Czy Energylandia jest bezpieczna?

Opisane wyżej stanowisko operatora, asertywność pracowników Energylandii i rygorystyczne przestrzeganie regulaminów narzuconych przez producentów atrakcji zasługują na pochwałę. Dowodzi to także temu, że możemy czuć się bezpiecznie w Energylandii i zaufać pracownikom na najmocniejszych atrakcjach. Zawsze z tyłu głowy mam myśl, że pracownicy parku stawiają bezpieczeństwo gości na pierwszym miejscu. Sprawia to, że Energylandia jest w światowej czołówce pod względem bezpieczeństwa. Tym samym park nie może pozwolić sobie na żadną najmniejszą wpadkę, która mogłaby nadszarpnąć wizerunek parku. Więcej o bezpieczeństwie w Energylandii przeczytasz we wpisie: Czy atrakcje w Energylandii są bezpieczne?

Regulamin Wonder Wheel
Regulamin Wonder Wheel

Dlaczego na niektórych słabych atrakcjach są zawyżone limity wzrostu?

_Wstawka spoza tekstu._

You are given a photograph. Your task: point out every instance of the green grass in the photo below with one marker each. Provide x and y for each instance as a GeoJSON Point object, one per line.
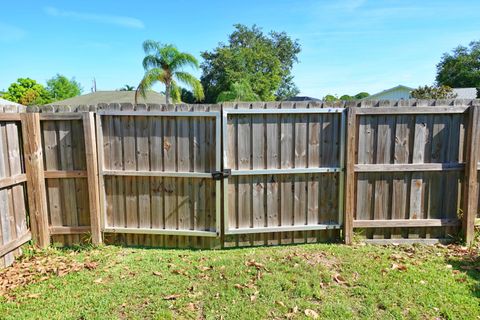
{"type": "Point", "coordinates": [258, 283]}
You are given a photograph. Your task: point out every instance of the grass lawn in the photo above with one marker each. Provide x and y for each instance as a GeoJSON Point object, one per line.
{"type": "Point", "coordinates": [316, 281]}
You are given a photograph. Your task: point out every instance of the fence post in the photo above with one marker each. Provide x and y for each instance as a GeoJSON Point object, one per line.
{"type": "Point", "coordinates": [37, 196]}
{"type": "Point", "coordinates": [92, 176]}
{"type": "Point", "coordinates": [350, 174]}
{"type": "Point", "coordinates": [471, 189]}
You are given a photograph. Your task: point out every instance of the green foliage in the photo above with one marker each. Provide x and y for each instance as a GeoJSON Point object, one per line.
{"type": "Point", "coordinates": [346, 97]}
{"type": "Point", "coordinates": [330, 97]}
{"type": "Point", "coordinates": [127, 88]}
{"type": "Point", "coordinates": [60, 88]}
{"type": "Point", "coordinates": [431, 92]}
{"type": "Point", "coordinates": [28, 92]}
{"type": "Point", "coordinates": [164, 63]}
{"type": "Point", "coordinates": [361, 95]}
{"type": "Point", "coordinates": [461, 68]}
{"type": "Point", "coordinates": [239, 91]}
{"type": "Point", "coordinates": [263, 60]}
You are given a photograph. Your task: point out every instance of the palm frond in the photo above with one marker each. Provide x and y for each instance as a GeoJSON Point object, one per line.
{"type": "Point", "coordinates": [149, 79]}
{"type": "Point", "coordinates": [192, 82]}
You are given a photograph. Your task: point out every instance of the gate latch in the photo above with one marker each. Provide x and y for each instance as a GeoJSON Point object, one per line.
{"type": "Point", "coordinates": [219, 175]}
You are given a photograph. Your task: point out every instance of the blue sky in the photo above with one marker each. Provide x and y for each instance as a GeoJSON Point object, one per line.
{"type": "Point", "coordinates": [347, 46]}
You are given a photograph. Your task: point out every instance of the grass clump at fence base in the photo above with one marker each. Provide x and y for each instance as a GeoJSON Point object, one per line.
{"type": "Point", "coordinates": [316, 281]}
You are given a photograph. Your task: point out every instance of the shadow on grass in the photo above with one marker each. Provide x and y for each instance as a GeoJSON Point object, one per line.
{"type": "Point", "coordinates": [468, 264]}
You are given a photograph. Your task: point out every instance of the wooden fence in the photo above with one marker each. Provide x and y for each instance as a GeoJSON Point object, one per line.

W Energylandii jest kilka atrakcji, na których wydawać by się mogło, że limity wzrostu są mocno zawyżone. Szczególnie do tej grupy można zaliczyć Tidal Wave Twister, Latające Huśtawki, Fuego, Draken, czy Jungle Adventure. Na Tidal Wave Twister mogą wejść dzieci dopiero od 140 cm wzrostu. Latające Huśtawki, które wydawać by się mogło nie generują żadnych przeciążeń i nie kręcą się nazbyt szybko dostępne są dopiero od 130 cm wzrostu.

Z kolei Fuego i Draken samodzielnie mogą odwiedzić dzieci od 130 cm wzrostu. Na spływ pontonami Jungle Adventure, na którym jedynym niebezpieczeństwem jest chlapiąca woda, wejść mogą dzieci od 120 cm wzrostu z opiekunem.

Fuego
Fuego

Te liczby i te limity na powyższych atrakcjach także w moich oczach wydają się nieco zawyżone. Jednakże wierzę, że istnieją jakieś czynniki, które zwyczajnie nie są mi znane, a wpłynęły na takie, a nie inne limity.

Zawyżone limity w Bajkolandii?

Spotkałem się również z wieloma negatywnymi opiniami osób, że w Bajkolandii większość atrakcji pozwala na skorzystanie dzieciom bez opiekuna dopiero od 120 cm wzrostu. Co gorsza dla tych osób, te limity wzrostu są przestrzegane. De facto z dziećmi do około 6 roku życia musimy na wszystko wchodzić razem, nawet na najsłabsze atrakcje przeznaczone wręcz dla niemowlaków.

Farma Krasnali
Farma Krasnali

Niestety nie możemy powierzać opieki swoich maluchów pracownikom atrakcji w Bajkolandii. Nawet na tych najsłabszych, jak Jeep Safari, czy Farma Krasnali, to my odpowiadamy za opiekę nad pociechą. Gdyby załóżmy posłać na przejażdżkę po Farmie Krasnali dziecko w wieku 3 lat? Tor wiedze z dala od stacji i ogrodzenia, nie widzimy ani my, ani operatorzy całego toru. Gdyby w odległym odcinku toru takiemu niesfornemu 3-latkowi przyszło do głowy wyskoczyć z pojazdu? Cóż mogłoby się stać? Mógłby wpaść pod koła kolejnego pojazdu.

My, jako rodzice do kogo mielibyśmy pretensje? Do samych siebie czy obsługi? Na to pytanie odpowiedzieć musimy sobie już sami. Wiem jednak na pewno, że dzieci od 120 cm wzrostu są wystarczająco rozumne i rozsądne. Mogą samodzielnie skorzystać z takich atrakcji bez ryzyka, że postanowią stworzyć zagrożenie.